Cela participe de la démarche qualité dans laquelle s'engage votre profession, qui, je me permets de le rappeler, est bien une profession médicale à part entière. Il est donc légitime que la Haute Autorité de Santé élabore des référentiels de bonnes pratiques en odontologie, ce qui permettra de développer l'évaluation des pratiques professionnelles (EPP), comme pour les médecins.

Vous aviez le souhait de la création d'une spécialité en chirurgie buccale. J'y suis favorable, à condition de mener une concertation avec l'ensemble des spécialités médicales, chirurgicales, odontologiques, intervenant dans la sphère bucco-dentaire, et le Ministère de l'Education nationale, de l'Enseignement supérieur et de la Recherche, notamment pour définir le périmètre, le contenu et les modes d'exercice de cette spécialité.
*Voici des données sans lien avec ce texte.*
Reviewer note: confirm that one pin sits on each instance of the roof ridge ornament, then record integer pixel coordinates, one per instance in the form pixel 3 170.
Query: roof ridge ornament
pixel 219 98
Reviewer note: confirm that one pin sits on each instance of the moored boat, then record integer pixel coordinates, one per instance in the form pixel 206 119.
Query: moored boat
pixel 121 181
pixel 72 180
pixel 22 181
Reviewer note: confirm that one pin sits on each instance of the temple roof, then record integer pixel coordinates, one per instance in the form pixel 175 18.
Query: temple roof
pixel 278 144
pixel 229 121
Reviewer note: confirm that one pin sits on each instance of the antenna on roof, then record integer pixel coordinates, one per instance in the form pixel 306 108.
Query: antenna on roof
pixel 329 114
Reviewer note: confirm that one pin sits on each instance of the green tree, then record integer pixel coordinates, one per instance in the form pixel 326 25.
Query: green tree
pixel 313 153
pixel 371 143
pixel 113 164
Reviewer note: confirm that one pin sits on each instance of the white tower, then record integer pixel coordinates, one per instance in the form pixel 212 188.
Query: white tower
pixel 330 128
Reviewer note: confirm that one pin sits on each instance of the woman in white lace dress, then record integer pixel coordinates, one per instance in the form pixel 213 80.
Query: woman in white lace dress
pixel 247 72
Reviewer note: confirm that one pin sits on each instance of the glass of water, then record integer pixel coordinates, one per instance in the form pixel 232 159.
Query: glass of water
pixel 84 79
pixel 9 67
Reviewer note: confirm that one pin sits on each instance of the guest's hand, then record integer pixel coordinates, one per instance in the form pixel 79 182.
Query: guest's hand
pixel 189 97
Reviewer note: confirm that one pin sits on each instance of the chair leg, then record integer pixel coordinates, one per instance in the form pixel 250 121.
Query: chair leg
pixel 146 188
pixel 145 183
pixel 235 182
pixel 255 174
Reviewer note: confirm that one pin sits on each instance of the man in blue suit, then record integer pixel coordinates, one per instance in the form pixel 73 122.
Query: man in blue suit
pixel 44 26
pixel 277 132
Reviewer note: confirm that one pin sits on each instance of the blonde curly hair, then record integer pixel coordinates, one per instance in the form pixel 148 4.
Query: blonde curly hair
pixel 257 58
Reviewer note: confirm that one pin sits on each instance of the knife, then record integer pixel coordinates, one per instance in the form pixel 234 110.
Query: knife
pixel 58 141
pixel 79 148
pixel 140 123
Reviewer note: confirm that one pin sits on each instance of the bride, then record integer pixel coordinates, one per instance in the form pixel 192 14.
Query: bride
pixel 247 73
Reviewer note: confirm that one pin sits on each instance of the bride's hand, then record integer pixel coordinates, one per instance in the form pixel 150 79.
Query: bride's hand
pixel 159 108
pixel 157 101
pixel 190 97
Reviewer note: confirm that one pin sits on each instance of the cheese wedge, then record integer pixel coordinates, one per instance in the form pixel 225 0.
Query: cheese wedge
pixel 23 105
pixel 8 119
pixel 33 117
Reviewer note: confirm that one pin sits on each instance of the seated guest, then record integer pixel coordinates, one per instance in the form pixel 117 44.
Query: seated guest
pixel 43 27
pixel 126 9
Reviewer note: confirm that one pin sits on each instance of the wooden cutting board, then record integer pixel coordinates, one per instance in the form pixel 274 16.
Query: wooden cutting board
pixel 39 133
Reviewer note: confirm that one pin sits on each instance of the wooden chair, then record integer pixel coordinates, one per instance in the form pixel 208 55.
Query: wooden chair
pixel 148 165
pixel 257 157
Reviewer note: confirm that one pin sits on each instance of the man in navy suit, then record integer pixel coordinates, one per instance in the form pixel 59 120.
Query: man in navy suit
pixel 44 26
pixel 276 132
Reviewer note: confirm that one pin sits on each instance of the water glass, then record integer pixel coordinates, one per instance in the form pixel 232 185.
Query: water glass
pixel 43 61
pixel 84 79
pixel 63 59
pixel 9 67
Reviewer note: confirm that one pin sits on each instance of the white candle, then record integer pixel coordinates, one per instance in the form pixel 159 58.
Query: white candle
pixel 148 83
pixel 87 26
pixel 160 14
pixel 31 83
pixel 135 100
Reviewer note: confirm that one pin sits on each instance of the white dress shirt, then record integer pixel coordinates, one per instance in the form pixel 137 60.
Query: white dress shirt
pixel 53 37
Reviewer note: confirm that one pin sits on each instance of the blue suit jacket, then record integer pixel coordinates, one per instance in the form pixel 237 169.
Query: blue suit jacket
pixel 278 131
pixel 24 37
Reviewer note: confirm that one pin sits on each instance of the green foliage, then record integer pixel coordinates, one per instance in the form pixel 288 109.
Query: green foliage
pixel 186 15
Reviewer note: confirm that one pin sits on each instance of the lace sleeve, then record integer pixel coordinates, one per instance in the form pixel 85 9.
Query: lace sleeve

Je veux enfin revenir sur une question liée à la qualité des soins, celle de l'accès des patients à certains traitements. En effet, le système actuel de rémunération des actes pénalise les soins de première urgence, au bénéfice de la réalisation de prothèses. Par ailleurs, le remboursement des traitements prothétiques et orthodontiques laisse une large part de frais à la charge des patients, et ces soins ne sont pas toujours accessibles aux plus vulnérables. C'est aux partenaires conventionnels qu'il appartiendra, par la négociation, de prendre en compte à la fois les préoccupations des professionnels et les attentes de la population en matière d'accès aux soins. Je m'engage d'ores et déjà à favoriser la mise en place de ces discussions.

B/ Je suis très attaché à ce que nous mettions en place une véritable permanence des soins : pour cela, les chirurgiens dentistes doivent être en nombre suffisant, et être répartis équitablement sur le territoire national.

Pour répondre à cet objectif, je vous présenterai en janvier 2006 un Plan ambitieux sur la démographie des professions médicales très ambitieux. D'ores et déjà, le numerus clausus a été relevé et continuera à l'être ces 5 prochaines années. Nous comptons aussi mettre en place des incitations à s'installer dans les zones sous-médicalisées. Enfin, il nous faudra réfléchir à l'avenir de la profession d'assistant dentaire santé et envisager une évolution de ses compétences, sous le contrôle du chirurgien dentiste.

Avoir des dentistes en nombre suffisant, c'est aussi assurer une meilleure offre de soins dans l'espace comme dans le temps. Vous savez l'importance que j'accorde à la permanence des soins. Avoir un cabinet dentaire à moins d'une heure de chez soi, le soir et le week-end, est une exigence pour assurer la sécurité des patients et la qualité des soins, dans la proximité. Mais je veux engager une concertation avec votre profession pour en définir les modalités. Je suis également convaincu qu'il nous faut bien définir de quel type d'urgence il s'agit, entre les soins qu'il est possible de différer, et les cas relevant de l'urgence qui nécessitent un traitement immédiat.


Ce mouvement pour la prévention, que nous comptons étendre à d'autres domaines de la santé publique, est ambitieux à plus d'un titre. En effet, ce plan concerne tous les âges de la vie. Il veille à adapter toujours plus l'information et l'offre de soins aux situations individuelles, permettant ainsi une plus grande efficacité des actions. Il mise en outre sur la pédagogie et sur l'éducation par la santé pour que la France retrouve le sourire !

Si j'ai choisi de lancer cette campagne d'abord dans le domaine buccodentaire, c'est que je connais la vigueur de votre engagement dans la voie de la qualité des soins. Je sais par ailleurs que la prévention, si elle est réellement mise en place, nous permettra de réaliser d'importants progrès de santé et de qualité de vie.

Je vous remercie de votre attention et je vous suis reconnaissant, par avance, de votre engagement personnel pour la réussite de ces actions. Je vous souhaite une bonne fin de Congrès.